Sunday 21 Sep 2014
When Will Mellor first read the script for White Van Man he was taken aback not only by the quality of the writing – given that it was a new writer – but also by the name on the page: Adrian Poynton, who was the warm-up man for BBC Three's long-running successful sitcom, Two Pints Of Lager And A Packet Of Crisps, starring Will. Will was delighted to see his name on the script and that his old colleague is now a success in his own right.
"It amazed me that it was Adrian's writing," Will tells Programme Information's Sarah Ward. "It came off the page so easily, which is sometimes difficult when you get a new writer. It sometimes takes a long time to get that across.
"He writes very good conversation, great characters and it's a very naturalistic way of writing and speaking. I found it really easy to work with his script and that's why I wanted to do the show – I was really impressed.
"It's different, as well, because it's got that drama element – it's not necessarily a show full of gags and jokes."
Will plays Ollie, an aspiring chef whose dreams of one day owning his own restaurant are dashed when his dad, Tony, played by Clive Mantle, suffers a heart attack and has to take early retirement. A reluctant Ollie takes over his dad's painting and decorating business, although the path to becoming a handyman is a rocky one as he faces a constant stream of chaotic situations.
The challenges and frustrations of his new calling are further hindered by layabout Darren, played by Joel Fry, Ollie's hopeless sidekick – who seems to know anyone and everyone in the community.
"Ollie's confused why everybody else thinks it's normal behaviour to be doing what they're doing while there's chaos going on around him," laughs the Two Pints star. "He doesn't understand why he's clashing with everyone and that no-one sees that Darren is just a layabout – they don't get it!
"But that's what I think the fun thing is – the audience are going to see the journey through Ollie's eyes and see where it takes him.
"I think Ollie's going to learn, in the end, that it's the best job in the world for him, but he's got to learn that for himself and he's got to get used to being part of the community – which he's not really been. The community's got to get used to him, too."
Ollie also tries to make a living and support his father while pursuing his crush, Emma, played by Georgia Moffett, who he met at catering college.

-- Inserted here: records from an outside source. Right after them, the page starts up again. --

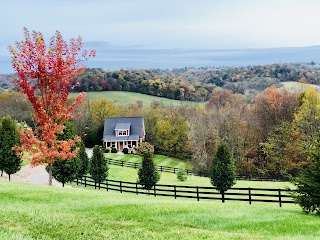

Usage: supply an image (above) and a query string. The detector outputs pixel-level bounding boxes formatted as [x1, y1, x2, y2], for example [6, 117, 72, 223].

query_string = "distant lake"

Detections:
[0, 43, 320, 73]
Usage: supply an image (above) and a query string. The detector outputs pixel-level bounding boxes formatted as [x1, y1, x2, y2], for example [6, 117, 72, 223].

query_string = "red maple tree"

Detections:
[9, 28, 95, 185]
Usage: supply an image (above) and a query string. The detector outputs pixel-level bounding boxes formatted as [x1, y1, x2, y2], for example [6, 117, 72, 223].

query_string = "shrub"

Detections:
[210, 142, 236, 191]
[137, 142, 160, 190]
[177, 167, 188, 182]
[293, 136, 320, 215]
[122, 148, 129, 154]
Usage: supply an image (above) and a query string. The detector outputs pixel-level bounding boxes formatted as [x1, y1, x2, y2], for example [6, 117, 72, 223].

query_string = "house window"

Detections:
[118, 130, 127, 136]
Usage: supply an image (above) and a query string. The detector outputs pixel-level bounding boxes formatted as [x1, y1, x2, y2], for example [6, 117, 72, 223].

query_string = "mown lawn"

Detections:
[108, 165, 293, 189]
[0, 181, 320, 240]
[105, 153, 191, 169]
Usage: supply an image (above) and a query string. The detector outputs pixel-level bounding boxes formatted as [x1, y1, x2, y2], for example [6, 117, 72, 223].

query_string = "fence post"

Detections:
[279, 189, 282, 207]
[197, 186, 199, 201]
[221, 190, 224, 203]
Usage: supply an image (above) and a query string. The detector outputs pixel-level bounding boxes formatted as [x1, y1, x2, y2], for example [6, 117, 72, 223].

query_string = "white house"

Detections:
[103, 117, 145, 152]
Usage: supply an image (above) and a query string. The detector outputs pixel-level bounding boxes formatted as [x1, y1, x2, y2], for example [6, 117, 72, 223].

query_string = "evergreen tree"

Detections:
[136, 142, 160, 190]
[77, 142, 89, 176]
[210, 142, 236, 191]
[0, 116, 22, 181]
[293, 133, 320, 215]
[90, 145, 109, 182]
[47, 122, 81, 187]
[177, 166, 188, 182]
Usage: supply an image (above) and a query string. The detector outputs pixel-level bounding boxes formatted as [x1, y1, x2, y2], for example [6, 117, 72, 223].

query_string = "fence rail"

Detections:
[74, 176, 294, 207]
[107, 158, 281, 181]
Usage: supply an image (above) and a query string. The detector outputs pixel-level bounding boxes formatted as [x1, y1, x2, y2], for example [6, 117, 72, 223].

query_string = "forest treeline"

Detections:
[0, 86, 320, 178]
[0, 62, 320, 102]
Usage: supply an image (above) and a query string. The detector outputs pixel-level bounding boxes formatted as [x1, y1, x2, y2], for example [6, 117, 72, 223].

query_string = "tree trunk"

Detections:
[48, 163, 52, 186]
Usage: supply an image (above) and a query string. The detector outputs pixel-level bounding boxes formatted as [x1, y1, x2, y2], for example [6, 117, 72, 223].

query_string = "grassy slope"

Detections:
[0, 181, 320, 240]
[108, 165, 293, 188]
[70, 91, 202, 107]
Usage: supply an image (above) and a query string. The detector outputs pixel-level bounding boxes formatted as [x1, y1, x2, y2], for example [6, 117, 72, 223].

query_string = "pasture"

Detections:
[105, 153, 191, 169]
[69, 91, 203, 108]
[0, 181, 320, 240]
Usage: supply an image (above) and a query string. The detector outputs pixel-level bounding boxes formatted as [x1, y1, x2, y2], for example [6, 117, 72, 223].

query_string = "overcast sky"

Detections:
[0, 0, 320, 50]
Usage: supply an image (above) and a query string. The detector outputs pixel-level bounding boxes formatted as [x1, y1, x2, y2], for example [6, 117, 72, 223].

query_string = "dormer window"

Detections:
[118, 130, 128, 136]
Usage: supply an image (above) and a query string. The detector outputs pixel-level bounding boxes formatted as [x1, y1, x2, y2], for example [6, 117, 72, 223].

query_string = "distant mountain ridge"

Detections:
[0, 41, 320, 74]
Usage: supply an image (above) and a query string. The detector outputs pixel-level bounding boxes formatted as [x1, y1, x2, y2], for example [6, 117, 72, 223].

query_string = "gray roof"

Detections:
[114, 123, 131, 130]
[103, 117, 144, 141]
[103, 135, 139, 142]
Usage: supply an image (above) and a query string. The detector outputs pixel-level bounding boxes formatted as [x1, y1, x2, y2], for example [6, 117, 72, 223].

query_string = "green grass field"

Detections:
[69, 91, 205, 108]
[282, 81, 320, 92]
[108, 165, 293, 189]
[0, 181, 320, 240]
[105, 153, 191, 169]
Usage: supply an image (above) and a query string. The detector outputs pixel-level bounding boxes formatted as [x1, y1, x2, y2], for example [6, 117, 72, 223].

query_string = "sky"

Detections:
[0, 0, 320, 51]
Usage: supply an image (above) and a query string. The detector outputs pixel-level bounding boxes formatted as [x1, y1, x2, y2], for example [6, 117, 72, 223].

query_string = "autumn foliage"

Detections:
[9, 28, 95, 166]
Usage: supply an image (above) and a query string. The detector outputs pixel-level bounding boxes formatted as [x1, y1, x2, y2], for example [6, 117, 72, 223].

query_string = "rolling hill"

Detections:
[70, 91, 203, 107]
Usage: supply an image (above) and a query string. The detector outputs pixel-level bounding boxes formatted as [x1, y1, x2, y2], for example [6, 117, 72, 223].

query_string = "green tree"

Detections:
[177, 166, 188, 182]
[210, 142, 236, 191]
[293, 133, 320, 215]
[90, 145, 109, 183]
[0, 116, 22, 181]
[77, 142, 89, 176]
[52, 121, 83, 187]
[136, 142, 160, 190]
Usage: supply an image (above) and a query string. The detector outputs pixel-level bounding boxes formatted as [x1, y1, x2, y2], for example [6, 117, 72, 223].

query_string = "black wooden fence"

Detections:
[74, 176, 294, 207]
[107, 158, 281, 181]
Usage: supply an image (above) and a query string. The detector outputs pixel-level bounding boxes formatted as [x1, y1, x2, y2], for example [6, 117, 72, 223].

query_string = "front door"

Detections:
[119, 142, 123, 151]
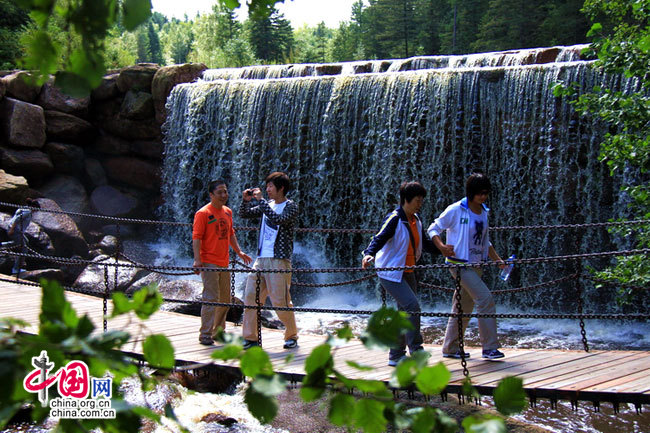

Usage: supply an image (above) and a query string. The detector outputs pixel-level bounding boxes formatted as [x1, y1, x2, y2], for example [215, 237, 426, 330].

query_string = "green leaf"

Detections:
[587, 23, 603, 37]
[345, 361, 375, 371]
[361, 307, 413, 349]
[142, 334, 175, 369]
[210, 344, 244, 361]
[415, 362, 451, 395]
[240, 346, 273, 377]
[493, 376, 526, 416]
[111, 292, 132, 317]
[327, 394, 356, 427]
[462, 415, 508, 433]
[305, 344, 334, 374]
[244, 384, 278, 424]
[251, 374, 287, 397]
[122, 0, 151, 31]
[354, 398, 388, 433]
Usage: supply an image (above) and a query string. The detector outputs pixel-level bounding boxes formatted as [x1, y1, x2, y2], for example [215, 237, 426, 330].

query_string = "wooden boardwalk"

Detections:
[0, 277, 650, 408]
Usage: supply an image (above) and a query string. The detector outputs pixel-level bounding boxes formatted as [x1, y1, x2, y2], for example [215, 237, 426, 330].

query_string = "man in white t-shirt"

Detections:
[428, 173, 505, 359]
[239, 172, 298, 349]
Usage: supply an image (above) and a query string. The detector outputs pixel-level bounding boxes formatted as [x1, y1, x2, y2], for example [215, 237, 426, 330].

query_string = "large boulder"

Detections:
[38, 175, 88, 218]
[32, 198, 88, 257]
[102, 116, 160, 140]
[117, 63, 159, 93]
[0, 211, 55, 256]
[104, 157, 161, 191]
[92, 133, 131, 155]
[36, 80, 90, 118]
[84, 158, 108, 189]
[90, 185, 138, 217]
[0, 149, 54, 183]
[45, 110, 97, 145]
[90, 74, 120, 103]
[44, 143, 84, 175]
[120, 90, 154, 120]
[73, 255, 149, 292]
[1, 71, 41, 102]
[0, 170, 30, 203]
[0, 98, 45, 149]
[131, 140, 165, 160]
[151, 63, 208, 124]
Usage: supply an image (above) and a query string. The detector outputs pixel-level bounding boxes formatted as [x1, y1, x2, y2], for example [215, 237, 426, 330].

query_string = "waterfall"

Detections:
[162, 47, 634, 312]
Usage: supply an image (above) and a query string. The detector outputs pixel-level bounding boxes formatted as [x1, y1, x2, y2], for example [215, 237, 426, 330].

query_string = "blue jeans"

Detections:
[379, 272, 422, 361]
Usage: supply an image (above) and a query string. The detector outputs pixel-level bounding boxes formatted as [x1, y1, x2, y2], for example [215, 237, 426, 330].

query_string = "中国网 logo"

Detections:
[23, 350, 115, 419]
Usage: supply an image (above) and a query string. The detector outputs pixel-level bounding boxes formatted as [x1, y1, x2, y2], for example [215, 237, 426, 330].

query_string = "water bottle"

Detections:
[499, 254, 515, 281]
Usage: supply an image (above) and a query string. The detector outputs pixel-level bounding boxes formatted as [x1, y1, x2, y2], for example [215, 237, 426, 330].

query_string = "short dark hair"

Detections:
[465, 172, 492, 201]
[399, 181, 427, 205]
[208, 179, 226, 194]
[264, 171, 291, 194]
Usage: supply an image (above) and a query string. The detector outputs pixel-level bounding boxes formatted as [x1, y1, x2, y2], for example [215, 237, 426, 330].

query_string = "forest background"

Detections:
[0, 0, 589, 69]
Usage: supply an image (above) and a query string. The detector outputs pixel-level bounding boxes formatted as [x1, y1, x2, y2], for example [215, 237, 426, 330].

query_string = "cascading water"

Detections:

"Ollie has obviously got a really soft spot for Emma," explains Will, who hails from Stockport. "He acts like he's not a pushover, but he is – he lets things happen without noticing they're happening and, with Emma, he believes the good in her that she won't nick his ideas, or she's doing it for the right reason, and lets her get away with it a little bit."
Will is full of praise for his fellow cast and, in particular, Joel Fry, who plays his worse-than-useless helper, Darren.

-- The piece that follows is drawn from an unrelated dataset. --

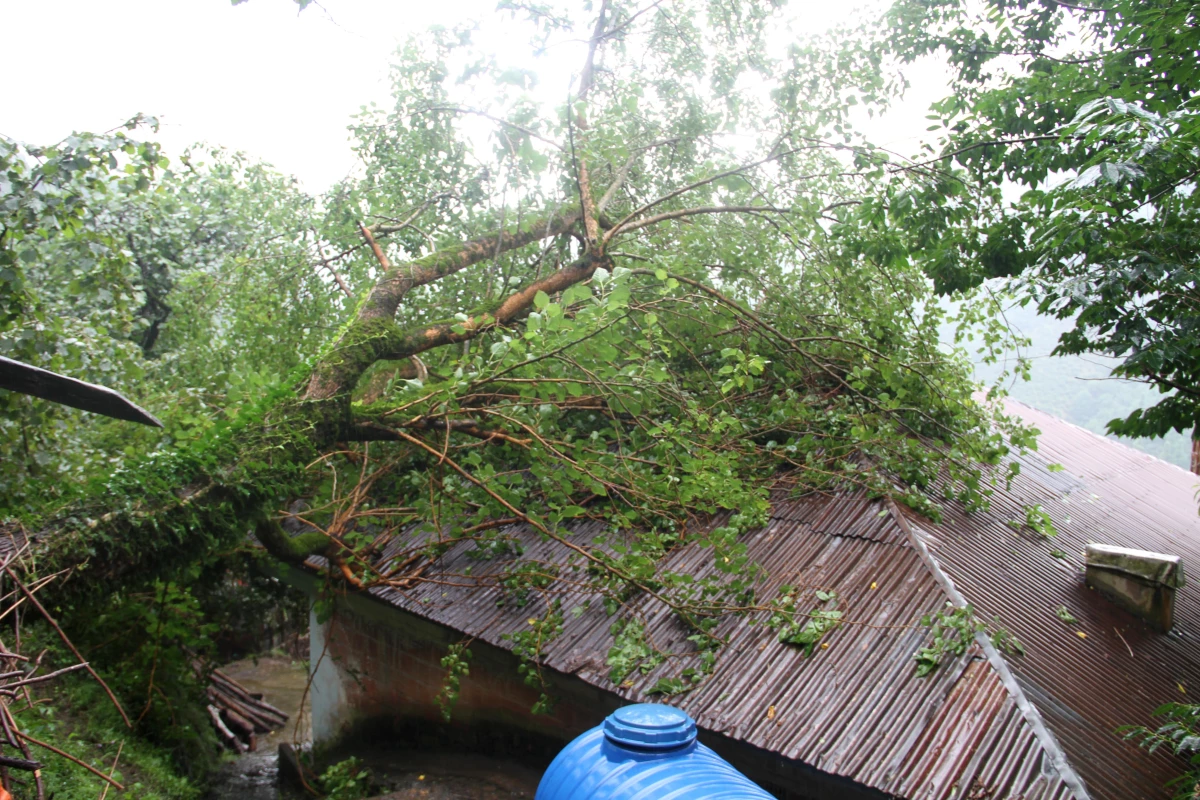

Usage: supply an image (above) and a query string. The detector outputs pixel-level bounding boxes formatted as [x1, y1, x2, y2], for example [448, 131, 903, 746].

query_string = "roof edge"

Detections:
[887, 498, 1091, 800]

"Joel Fry is like the wife!" laughs Will. "We lived together when we were filming. We get on great – he's such a quirky lad. The cast are great and it all just seemed to come together naturally. I loved doing White Van Man immensely and we had the best time doing it."
When it came to doing research for the role, Will didn't need to look further for inspiration than his dad, who was a handyman.
"He's been doing it for years and they came up with a couple of storylines from some experiences that my dad had been through.
"My dad fixed everything – if anything in the house broke he would fix it. He'd even pick things up on the side of the road that people had left and take them home and fix them.
"We used to go to a tip when I was a kid. I'm quite proud of it – I come from a council estate background, working class – and when we used to take stuff to the tip my dad would lower me in and we'd pick out some stuff so he could fix it and give it to people in the family. So I come from that sort of community where everyone looks out for each other – none of us had anything so we all just made sure we looked out for each other. He's an inspiration as to what a handyman should be.
"So I think that's what I love about this programme – it's got that warmth to it. The community are together and Ollie has got to try and fit into that community and try and let go of his dream of becoming a chef."
So, has Will ever driven a white van before?
"I have, but only when I've been moving house!" he laughs. "It's quite empowering driving a white van. Obviously, we've tried to stay away from the stereotypes of white van men, as I think that would have been an obvious route to go – the show is a bit deeper than that.
"It's quite fun when you're in the van in the daytime when you're filming and getting looks from people!"
Having had a little taster of life as a handyman, is it something Will would like to do?
"I would never call myself a handyman – I've done a couple of things like put a wardrobe up for my son. My wife loves flat pack – I can't stand it! She gets excited over flat pack! She looks at the instructions and I do the manual labour. I'm okay if I've got to destroy something – if I've got to smash up a wardrobe I'm happy with that. If I can get away with not doing any handyman stuff I get away with it!
"I actually invite my dad down to come and stay with us when I need something doing. My dad does it all for me, he's fantastic."
Will's very excited about White Van Man and hopes viewers will tune in to watch the series.
"It's driven from the beginning of a start of a new era for Ollie and whether he's going to succeed or fail. Just laugh along with his failings and just get to know these characters and the community because we're trying to build a community in this series.
"Ollie's got to find his way into that community and win people over. Come along with the journey and see how it unfolds. There's always someone who needs something doing in the house and as soon as that door opens you're walking into their world and that's where the stories start."